Secretary of the Department of Agriculture, Fisheries and Forestry
- In office 1 July 2022 – 5 August 2023

Secretary of the Department of Agriculture, Water and the Environment
- In office 1 February 2020 – 30 June 2022

Secretary of the Department of Agriculture, Fisheries and Forestry
- In office 29 January 2013 – 18 September 2013

Secretary of the Department of Immigration and Citizenship
- In office 30 January 2007 – 28 January 2013

Secretary of the Department of Immigration and Multicultural Affairs
- In office 27 January 2006 – 30 January 2007

Secretary of the Department of Immigration and Multicultural and Indigenous Affairs
- In office 16 July 2005 – 27 January 2006

Personal details
- Born: Andrew Edgar Francis Metcalfe 13 October 1959^{[citation needed]} Toowoomba, Queensland
- Spouse: Jenny

= Andrew Metcalfe =

Australian public servant and policymaker

Andrew Edgar Francis Metcalfe, FIPAA (born 1959) is a former Australian Government departmental secretary and senior public servant. He was also a partner in EY, the global professional services firm, from 2014 to 2020. He retired from the Australian Public Service in 2023.

Metcalfe is the Australian Capital Territory’s public sector standards commissioner (a part-time role), having been appointed for a five-year term in October 2025.

Metcalfe is also the national president of the Institute of Public Administration Australia (elected in October 2023, and re-elected in October 2025).

He was appointed by the former attorney-general, the Hon Mark Dreyfus KC MP, as the lead reviewer of the Family Relationships Services Program on 15 November 2023, and provided his report on 30 June 2024.

In October 2024 Metcalfe was appointed as a director of the Gardiner Foundation, a not-for-profit  company established after the dairy industry’s deregulation in 2000 to advance all aspects of the industry. He was elected board chairman in November 2025.

Having served on the Australian National University’s Audit and Risk Management Committee since late 2023, Metcalfe was appointed as a member of the Council of the ANU for a four-year term commencing 1 July 2025. After the unexpected resignation of embattled former ANU Chancellor Julie Bishop in May 2026, led to the re-organisation of the university leadership, Metcalfe was selected to fill the role of acting Pro-chancellor of ANU.

Metcalfe is also a member of the Research and Industry Advisory Group of the La Trobe Institute for Sustainable Agriculture and Food.

==Background and early life==
Andrew Metcalfe was born and raised in Toowoomba, Queensland. He attended Rangeville State School and Toowoomba Grammar School and was dux of Toowoomba Grammar in 1976. He then earned a Bachelor of Arts in 1980, and a Bachelor of Laws in 1985 from the University of Queensland.

==Career==
Andrew Metcalfe joined the Australian Public Service as an administrative trainee in 1980, assigned to the Public Service Board, in Canberra. In 1981, he transferred to the Department of Immigration and Ethnic Affairs until 1989 when in September, he was appointed regional director for immigration, and consul, Australian consulate-general, Hong Kong, until May 1993.

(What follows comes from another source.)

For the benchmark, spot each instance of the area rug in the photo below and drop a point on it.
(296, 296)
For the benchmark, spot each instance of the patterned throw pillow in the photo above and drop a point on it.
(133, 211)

Upon his return to Canberra, he was appointed assistant secretary, Legal Branch at the Department of Immigration and Ethnic Affairs until April 1996. He served as the Chief of Staff to the then Minister for Immigration, the Hon Philip Ruddock MP from April until December 1997, whereupon he returned to the department as a first assistant secretary. He was promoted to deputy secretary and then appointed deputy secretary of the Department of the Prime Minister and Cabinet in August 2002, with responsibilities for the coordination of policy advice to the prime minister on international affairs, national security and machinery of government issues. He was the inaugural chair of the Commonwealth/State/Territory National Counter Terrorism Committee.

John Howard appointed Andrew Metcalfe secretary of the Department of Immigration and Multicultural and Indigenous Affairs in July 2005. Metcalfe stayed on as the Department transitioned, first becoming the Department of Immigration and Multicultural Affairs and later the Department of Immigration and Citizenship. He defended the often-criticised Gillard government Malaysia Solution during his time in the Department of Immigration and Citizenship. During his time as secretary of immigration, he chaired the Commonwealth/State/Territory Standing Committee on Immigration and Multicultural Affairs (2005–12) and of the Five Countries (Australia, New Zealand, United States, Canada and the UK) Conference (2007, 2011).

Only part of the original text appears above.